I use Wordfence for security: It monitors malware probes and uses some static blacklists of known bad actors. It also, by default, sends cookies to browsers in order to track which users are recurring ones or which users are automated clients. The tracking consisted only of an anonymous, unique token which distinguished visitors from one another. Unfortunately, this functionality had no opt-out and did not respect Do Not Track.
Although my tracking was only for security purposes—not for advertising—and although did not store any personal information, nor did I share with anyone else, I realized I would have to disable it.
I run an extra plugin for security which tracks visits in the database for the website, but these are, again, stored locally, and no one has access to these.
This is unfortunately more vague than it should have been, since it doesn’t mention cookies. It also provides no provision for consent. It merely states the consequences of visiting my site.
The GDPR makes it clear that that all tracking techniques (and specifically cookies) require prior consent. Again, I’m not a company, and I don’t provide any service. I’m not even hosted in the EU’s jurisdiction. My goal, though, is to exist as harmoniously with my visitors as possible, whomever they may be, and have the lightest possible touch.

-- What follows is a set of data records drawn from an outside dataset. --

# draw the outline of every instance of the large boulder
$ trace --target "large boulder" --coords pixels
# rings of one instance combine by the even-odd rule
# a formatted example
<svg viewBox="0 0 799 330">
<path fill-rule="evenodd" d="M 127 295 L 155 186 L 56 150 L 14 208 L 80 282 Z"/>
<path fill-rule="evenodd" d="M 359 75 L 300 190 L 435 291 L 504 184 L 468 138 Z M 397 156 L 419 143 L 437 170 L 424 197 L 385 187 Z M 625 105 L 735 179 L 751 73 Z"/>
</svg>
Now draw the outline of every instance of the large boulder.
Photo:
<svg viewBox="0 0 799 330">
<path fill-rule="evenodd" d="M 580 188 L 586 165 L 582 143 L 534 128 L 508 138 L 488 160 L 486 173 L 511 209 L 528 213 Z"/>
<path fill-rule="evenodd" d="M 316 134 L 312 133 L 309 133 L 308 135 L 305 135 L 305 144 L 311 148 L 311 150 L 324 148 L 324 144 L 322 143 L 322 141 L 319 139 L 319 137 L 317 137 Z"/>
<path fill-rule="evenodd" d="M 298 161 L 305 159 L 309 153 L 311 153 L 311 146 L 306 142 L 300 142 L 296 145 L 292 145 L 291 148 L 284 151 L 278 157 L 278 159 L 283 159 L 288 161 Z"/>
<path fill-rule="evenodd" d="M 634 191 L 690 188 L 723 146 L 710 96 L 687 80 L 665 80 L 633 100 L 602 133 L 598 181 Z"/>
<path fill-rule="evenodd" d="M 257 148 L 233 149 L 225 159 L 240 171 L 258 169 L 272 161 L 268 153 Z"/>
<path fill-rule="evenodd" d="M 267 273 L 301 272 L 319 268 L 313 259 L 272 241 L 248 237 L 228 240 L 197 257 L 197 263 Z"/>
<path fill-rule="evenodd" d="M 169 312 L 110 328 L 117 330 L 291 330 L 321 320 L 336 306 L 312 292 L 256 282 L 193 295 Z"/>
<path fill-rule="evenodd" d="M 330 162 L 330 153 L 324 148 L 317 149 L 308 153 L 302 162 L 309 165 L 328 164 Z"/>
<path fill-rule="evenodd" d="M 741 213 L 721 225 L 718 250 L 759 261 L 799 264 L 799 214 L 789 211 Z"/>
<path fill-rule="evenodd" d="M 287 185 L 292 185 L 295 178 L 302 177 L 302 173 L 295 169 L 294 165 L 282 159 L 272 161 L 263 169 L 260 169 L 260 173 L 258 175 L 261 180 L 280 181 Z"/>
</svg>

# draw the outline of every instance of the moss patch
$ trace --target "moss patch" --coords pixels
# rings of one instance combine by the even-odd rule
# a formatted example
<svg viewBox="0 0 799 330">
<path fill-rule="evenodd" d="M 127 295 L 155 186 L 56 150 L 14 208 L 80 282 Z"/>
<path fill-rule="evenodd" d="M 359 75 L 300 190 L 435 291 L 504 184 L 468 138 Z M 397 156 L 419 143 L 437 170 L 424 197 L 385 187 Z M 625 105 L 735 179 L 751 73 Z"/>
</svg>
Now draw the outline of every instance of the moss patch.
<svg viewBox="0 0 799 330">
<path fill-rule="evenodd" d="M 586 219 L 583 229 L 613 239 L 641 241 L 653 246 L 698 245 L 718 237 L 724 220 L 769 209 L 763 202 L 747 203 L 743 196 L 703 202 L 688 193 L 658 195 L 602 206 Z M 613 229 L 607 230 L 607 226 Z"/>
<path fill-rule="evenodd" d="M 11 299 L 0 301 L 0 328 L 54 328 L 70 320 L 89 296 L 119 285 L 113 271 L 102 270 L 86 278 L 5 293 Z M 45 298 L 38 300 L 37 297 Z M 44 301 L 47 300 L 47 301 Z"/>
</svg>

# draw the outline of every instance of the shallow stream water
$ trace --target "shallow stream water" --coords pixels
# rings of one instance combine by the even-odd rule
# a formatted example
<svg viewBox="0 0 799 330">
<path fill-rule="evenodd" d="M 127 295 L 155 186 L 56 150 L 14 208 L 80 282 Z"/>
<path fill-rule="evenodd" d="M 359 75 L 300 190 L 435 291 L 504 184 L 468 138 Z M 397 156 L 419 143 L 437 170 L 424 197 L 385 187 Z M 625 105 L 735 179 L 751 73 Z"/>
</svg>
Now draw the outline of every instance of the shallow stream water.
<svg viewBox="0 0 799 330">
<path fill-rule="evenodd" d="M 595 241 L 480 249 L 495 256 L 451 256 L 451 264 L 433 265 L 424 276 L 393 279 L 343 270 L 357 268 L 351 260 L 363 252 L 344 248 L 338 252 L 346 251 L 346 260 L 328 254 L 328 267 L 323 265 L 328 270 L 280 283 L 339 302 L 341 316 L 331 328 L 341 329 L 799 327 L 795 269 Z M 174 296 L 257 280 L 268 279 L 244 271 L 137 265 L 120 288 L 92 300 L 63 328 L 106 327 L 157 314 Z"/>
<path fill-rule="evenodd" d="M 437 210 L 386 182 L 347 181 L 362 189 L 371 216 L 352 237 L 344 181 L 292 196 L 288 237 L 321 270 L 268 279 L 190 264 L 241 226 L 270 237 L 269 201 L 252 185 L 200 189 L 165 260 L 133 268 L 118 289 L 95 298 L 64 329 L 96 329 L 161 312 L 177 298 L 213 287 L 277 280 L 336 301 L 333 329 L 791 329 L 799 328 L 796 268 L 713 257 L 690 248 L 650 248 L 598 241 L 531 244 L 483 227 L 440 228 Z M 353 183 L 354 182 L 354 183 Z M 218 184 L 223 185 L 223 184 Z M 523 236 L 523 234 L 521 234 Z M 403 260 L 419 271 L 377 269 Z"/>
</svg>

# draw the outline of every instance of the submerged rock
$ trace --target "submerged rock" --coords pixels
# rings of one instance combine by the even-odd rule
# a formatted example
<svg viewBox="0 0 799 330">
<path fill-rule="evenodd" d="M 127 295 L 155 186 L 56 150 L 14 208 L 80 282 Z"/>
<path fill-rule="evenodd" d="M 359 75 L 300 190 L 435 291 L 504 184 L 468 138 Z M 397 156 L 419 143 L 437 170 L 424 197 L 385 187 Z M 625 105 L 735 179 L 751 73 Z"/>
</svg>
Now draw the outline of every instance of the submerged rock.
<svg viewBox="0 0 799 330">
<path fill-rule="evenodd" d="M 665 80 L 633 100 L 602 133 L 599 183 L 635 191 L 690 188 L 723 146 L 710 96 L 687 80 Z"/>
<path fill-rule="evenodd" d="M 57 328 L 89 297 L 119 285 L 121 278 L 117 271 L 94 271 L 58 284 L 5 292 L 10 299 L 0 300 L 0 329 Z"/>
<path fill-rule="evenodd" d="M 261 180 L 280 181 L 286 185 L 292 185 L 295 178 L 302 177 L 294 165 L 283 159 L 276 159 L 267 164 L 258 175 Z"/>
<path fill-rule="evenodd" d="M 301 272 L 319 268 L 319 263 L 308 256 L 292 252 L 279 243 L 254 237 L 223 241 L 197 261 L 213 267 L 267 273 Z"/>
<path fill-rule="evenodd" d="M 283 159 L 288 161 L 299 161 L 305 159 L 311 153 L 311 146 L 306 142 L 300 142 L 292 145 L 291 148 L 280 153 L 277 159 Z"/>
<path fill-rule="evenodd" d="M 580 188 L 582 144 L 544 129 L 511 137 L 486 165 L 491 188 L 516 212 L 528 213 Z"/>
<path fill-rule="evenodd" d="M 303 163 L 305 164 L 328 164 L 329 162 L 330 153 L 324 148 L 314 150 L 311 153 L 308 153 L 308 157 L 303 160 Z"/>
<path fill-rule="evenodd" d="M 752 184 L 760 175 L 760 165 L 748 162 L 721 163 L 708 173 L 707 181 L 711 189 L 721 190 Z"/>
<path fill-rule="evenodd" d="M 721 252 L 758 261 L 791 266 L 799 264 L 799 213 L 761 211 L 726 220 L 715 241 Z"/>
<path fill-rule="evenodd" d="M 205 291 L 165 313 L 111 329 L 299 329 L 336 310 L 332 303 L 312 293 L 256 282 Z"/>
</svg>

This interferes my analytics, unfortunately—it’s no longer possible to be sure which visitors are humans anymore. I think it’s worth it, regardless.
I also made a couple of other changes based on WordPress’s suggestions. I moved a few bullet points around to put some points closer together which feel more logically grouped. I also added a point which specifies which URL my site uses (meaning the policy would be void if viewed in an archived format, within a frame, or copied elsewhere).